Rising Momentum Among Startups
In sharp contrast, China’s EV newcomers delivered record-breaking results in September. Leapmotor reported 66,657 units sold, nearly doubling last year’s tally and extending a run of all-time highs. Backed by Stellantis, the company’s C10 and C16 models continued to lead their price segments, underscoring strong consumer uptake in the mid-market range.
The Huawei-backed Harmony Intelligent Mobility Alliance, which includes Aito, Chery, and Maextro, also broke records with 52,916 deliveries, finally moving past the 40,000-unit ceiling it had struggled to surpass earlier this year. Xiaomi, a new entrant with ambitions beyond smartphones, reached over 40,000 deliveries in September, marking a sharp acceleration since the launch of its YU7 model in July, a direct rival to Tesla’s Model Y.

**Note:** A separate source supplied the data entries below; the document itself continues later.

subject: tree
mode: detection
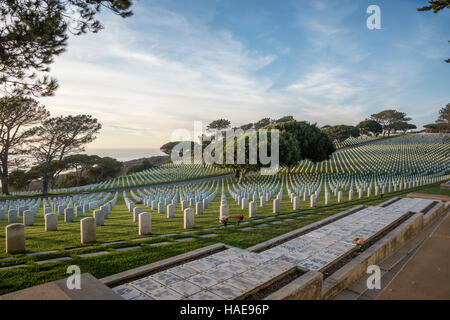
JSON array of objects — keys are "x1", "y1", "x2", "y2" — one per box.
[
  {"x1": 423, "y1": 123, "x2": 439, "y2": 133},
  {"x1": 27, "y1": 114, "x2": 101, "y2": 194},
  {"x1": 357, "y1": 119, "x2": 383, "y2": 136},
  {"x1": 277, "y1": 130, "x2": 302, "y2": 173},
  {"x1": 417, "y1": 1, "x2": 450, "y2": 63},
  {"x1": 27, "y1": 159, "x2": 70, "y2": 189},
  {"x1": 323, "y1": 125, "x2": 360, "y2": 143},
  {"x1": 160, "y1": 141, "x2": 182, "y2": 156},
  {"x1": 0, "y1": 0, "x2": 133, "y2": 96},
  {"x1": 64, "y1": 154, "x2": 100, "y2": 186},
  {"x1": 8, "y1": 169, "x2": 32, "y2": 191},
  {"x1": 393, "y1": 122, "x2": 417, "y2": 133},
  {"x1": 85, "y1": 156, "x2": 122, "y2": 183},
  {"x1": 370, "y1": 109, "x2": 412, "y2": 137},
  {"x1": 275, "y1": 115, "x2": 295, "y2": 123},
  {"x1": 266, "y1": 121, "x2": 335, "y2": 163},
  {"x1": 254, "y1": 118, "x2": 272, "y2": 129},
  {"x1": 436, "y1": 103, "x2": 450, "y2": 130},
  {"x1": 206, "y1": 119, "x2": 231, "y2": 132},
  {"x1": 240, "y1": 123, "x2": 254, "y2": 131},
  {"x1": 418, "y1": 0, "x2": 450, "y2": 13},
  {"x1": 0, "y1": 96, "x2": 49, "y2": 195},
  {"x1": 125, "y1": 158, "x2": 154, "y2": 175},
  {"x1": 218, "y1": 121, "x2": 334, "y2": 179},
  {"x1": 55, "y1": 173, "x2": 78, "y2": 188}
]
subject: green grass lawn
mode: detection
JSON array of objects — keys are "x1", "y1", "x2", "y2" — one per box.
[{"x1": 0, "y1": 181, "x2": 448, "y2": 295}]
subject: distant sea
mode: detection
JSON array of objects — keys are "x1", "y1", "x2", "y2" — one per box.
[{"x1": 83, "y1": 148, "x2": 165, "y2": 162}]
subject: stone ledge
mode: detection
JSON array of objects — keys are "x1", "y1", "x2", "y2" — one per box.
[
  {"x1": 264, "y1": 270, "x2": 323, "y2": 300},
  {"x1": 423, "y1": 201, "x2": 448, "y2": 226},
  {"x1": 0, "y1": 273, "x2": 123, "y2": 300},
  {"x1": 407, "y1": 192, "x2": 450, "y2": 202}
]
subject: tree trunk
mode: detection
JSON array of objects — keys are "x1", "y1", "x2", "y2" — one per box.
[
  {"x1": 0, "y1": 160, "x2": 9, "y2": 195},
  {"x1": 238, "y1": 169, "x2": 246, "y2": 183},
  {"x1": 233, "y1": 169, "x2": 240, "y2": 178},
  {"x1": 287, "y1": 166, "x2": 291, "y2": 174},
  {"x1": 1, "y1": 174, "x2": 8, "y2": 195},
  {"x1": 42, "y1": 176, "x2": 49, "y2": 195}
]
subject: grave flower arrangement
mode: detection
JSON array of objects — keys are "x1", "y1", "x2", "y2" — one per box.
[
  {"x1": 235, "y1": 214, "x2": 244, "y2": 225},
  {"x1": 354, "y1": 237, "x2": 365, "y2": 252},
  {"x1": 220, "y1": 216, "x2": 229, "y2": 227},
  {"x1": 135, "y1": 200, "x2": 142, "y2": 205}
]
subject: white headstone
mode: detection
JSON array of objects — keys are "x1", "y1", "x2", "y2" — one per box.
[
  {"x1": 133, "y1": 207, "x2": 143, "y2": 223},
  {"x1": 249, "y1": 201, "x2": 257, "y2": 218},
  {"x1": 45, "y1": 213, "x2": 58, "y2": 231},
  {"x1": 273, "y1": 198, "x2": 280, "y2": 214},
  {"x1": 139, "y1": 212, "x2": 152, "y2": 235},
  {"x1": 80, "y1": 217, "x2": 96, "y2": 244},
  {"x1": 184, "y1": 208, "x2": 194, "y2": 229},
  {"x1": 23, "y1": 210, "x2": 34, "y2": 226},
  {"x1": 6, "y1": 223, "x2": 25, "y2": 254},
  {"x1": 93, "y1": 209, "x2": 104, "y2": 226},
  {"x1": 167, "y1": 204, "x2": 175, "y2": 218}
]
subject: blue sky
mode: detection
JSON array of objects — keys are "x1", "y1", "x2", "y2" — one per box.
[{"x1": 41, "y1": 0, "x2": 450, "y2": 149}]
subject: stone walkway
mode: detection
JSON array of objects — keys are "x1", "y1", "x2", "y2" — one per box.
[
  {"x1": 334, "y1": 205, "x2": 449, "y2": 300},
  {"x1": 113, "y1": 198, "x2": 437, "y2": 300}
]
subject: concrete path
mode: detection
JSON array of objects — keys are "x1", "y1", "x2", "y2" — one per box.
[
  {"x1": 377, "y1": 211, "x2": 450, "y2": 299},
  {"x1": 333, "y1": 210, "x2": 450, "y2": 300}
]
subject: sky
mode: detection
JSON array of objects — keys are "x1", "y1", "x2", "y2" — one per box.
[{"x1": 40, "y1": 0, "x2": 450, "y2": 150}]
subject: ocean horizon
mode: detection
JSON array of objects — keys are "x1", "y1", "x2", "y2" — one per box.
[{"x1": 83, "y1": 148, "x2": 165, "y2": 162}]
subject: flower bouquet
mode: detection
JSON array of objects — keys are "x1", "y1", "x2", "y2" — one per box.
[
  {"x1": 235, "y1": 214, "x2": 244, "y2": 225},
  {"x1": 354, "y1": 237, "x2": 365, "y2": 252},
  {"x1": 220, "y1": 216, "x2": 229, "y2": 227}
]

Established Challengers Gain Ground
Xpeng, which has hovered in the 30,000 range for nearly a year, surged to 41,581 deliveries in September, up 95% year-over-year. Nio also achieved back-to-back record highs, delivering 34,749 vehicles, driven by strong demand for its family-oriented Onvo brand. Li Auto, after months of weaker sales, rebounded to 33,951 deliveries, regaining momentum in its competitive segment.
Although Geely’s Zeekr fell slightly short of its record with 18,257 deliveries, the brand remains a formidable player in the premium EV market. Collectively, the performance of these firms demonstrates not only resilience but also a structural shift in consumer demand toward diverse offerings and brand alternatives.
What to Watch Ahead
The September figures highlight a turning point for China’s EV sector. For BYD, the challenge is no longer just expanding production capacity but defending its position against a growing array of competitors that are rapidly scaling. Price competition, evolving consumer tastes, and government policies will all play pivotal roles in shaping the next phase of growth.
For investors and policymakers, the key question is whether the surge in startup sales signals a more fragmented market ahead, or if industry consolidation will ultimately favor a smaller number of dominant players. As global automakers monitor these shifts, China’s EV landscape in the final quarter of 2025 may prove decisive in setting the tone for worldwide competition in the years ahead.